In August some gardens have only annuals - these are pretty and useful because many bloom fast and keep going till frost if you deadhead them. But some of the loveliest flowers in August come from bulbs, corms and other perennials.
One of the most spectacular is colchicum (Autumn Crocus). These produce large, goblet-flowers which usually are pink-purple and single though 'Waterlily' is a popular double. Colchicum are hardy sun-lovers that adapt to most soils and increase into thick mats.
White colchicum aren't easy to get but the huge, white Colchicum speciosum is worth snapping up if you can find it. A smaller white is the fast-growing C. autumnalis alba. This has masses of flowers with pure white stems.
They all go dormant in summer and this is the only season they can be successfully moved. That's why August/September is the only time they're offered in nurseries. Squirrels never dig colchicum and rabbits won't eat it. It's very poisonous.
Also being sold at this time is the true autumn-flowering crocus which looks very like the spring crocus but flowers in late August and into September. The earliest flowering one I know is the pink-flowered Crocus zonatus. There's also the spectacular blue Colchicum speciosus which flowers a little later.
Both like sun and welldrained conditions. If you can keep squirrels and voles away, these crocuses will seed themselves into a little colony. Leaves emerge after flowering and remain through winter.
During August, Cyclamen hederifolium begins flowering. This little hardy cyclamen is dormant through summer, not caring if it's watered or not. If watering resumes in August flowering is triggered a little earlier than usual. During flowering watering should continue otherwise the blooms don't last as long.
The pink or white true cyclamen flowers are pretty - but the true glory of this cyclamen is the patterned leaves which emerge in fall and beautify the ground through winter. The basic form has green leaves with silver markings but many variations have been developed including solid silver leaves.
This cyclamen (and its winter-flowering cousin Cyclamen coum) isn't difficult from seed providing you know what to expect. Germination is staggered over several months and become dormant and vanish over summer. They'll reappear in fall. Flowering from seed takes about three years, but seed all around.
Another gorgeous August flower is the hardy agapanthus.
The variety I'm familiar with is 'Cally Hardy. This is usually safer mulched, but will come through a mild winter. Blooms are usually deep true blue and carried in allium-type heads. Leaves vanish with frost, but through spring and summer hardy agapanthus is a low-growing grassy-leaved mat.

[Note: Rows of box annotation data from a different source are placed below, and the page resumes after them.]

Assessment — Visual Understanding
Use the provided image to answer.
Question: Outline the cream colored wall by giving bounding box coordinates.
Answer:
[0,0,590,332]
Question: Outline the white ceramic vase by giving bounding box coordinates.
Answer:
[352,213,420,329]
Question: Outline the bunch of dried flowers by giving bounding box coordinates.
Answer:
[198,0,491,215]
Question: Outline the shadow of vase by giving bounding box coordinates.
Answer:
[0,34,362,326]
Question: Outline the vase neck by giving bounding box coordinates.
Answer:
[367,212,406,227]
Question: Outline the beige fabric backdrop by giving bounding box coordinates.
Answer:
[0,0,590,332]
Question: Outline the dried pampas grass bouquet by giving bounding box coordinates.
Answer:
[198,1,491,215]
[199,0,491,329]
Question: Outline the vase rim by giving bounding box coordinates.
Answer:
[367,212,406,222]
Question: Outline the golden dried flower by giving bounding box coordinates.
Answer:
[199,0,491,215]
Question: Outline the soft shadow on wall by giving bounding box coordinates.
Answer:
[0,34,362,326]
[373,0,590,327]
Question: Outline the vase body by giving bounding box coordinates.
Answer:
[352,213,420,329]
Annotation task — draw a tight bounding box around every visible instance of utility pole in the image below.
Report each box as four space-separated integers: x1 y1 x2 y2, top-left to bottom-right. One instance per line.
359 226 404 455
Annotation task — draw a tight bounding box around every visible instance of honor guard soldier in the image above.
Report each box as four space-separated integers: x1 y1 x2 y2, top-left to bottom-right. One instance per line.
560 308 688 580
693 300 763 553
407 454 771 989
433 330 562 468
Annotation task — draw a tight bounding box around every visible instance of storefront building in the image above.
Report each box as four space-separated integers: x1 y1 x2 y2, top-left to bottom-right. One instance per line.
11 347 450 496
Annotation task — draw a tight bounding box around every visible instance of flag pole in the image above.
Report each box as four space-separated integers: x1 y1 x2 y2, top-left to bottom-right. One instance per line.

Gardeners who like growing plant from seed shouldn't find this agapanthus difficult - though one has to wait a few years for flowers. Chiltern Seeds lists it most years. Time-short gardeners would likely find this agapanthus in specialty nurseries. Then there's Schizostylis coccinia which is frequently found in plant sales. It looks like a small hardy gladiolus with stems of reddish (or pink) starry flowers. It's a sun-lover with a reputation for doing better with watering.
But since I once saw it growing on a rock in North Vancouver, it may be open to experiment.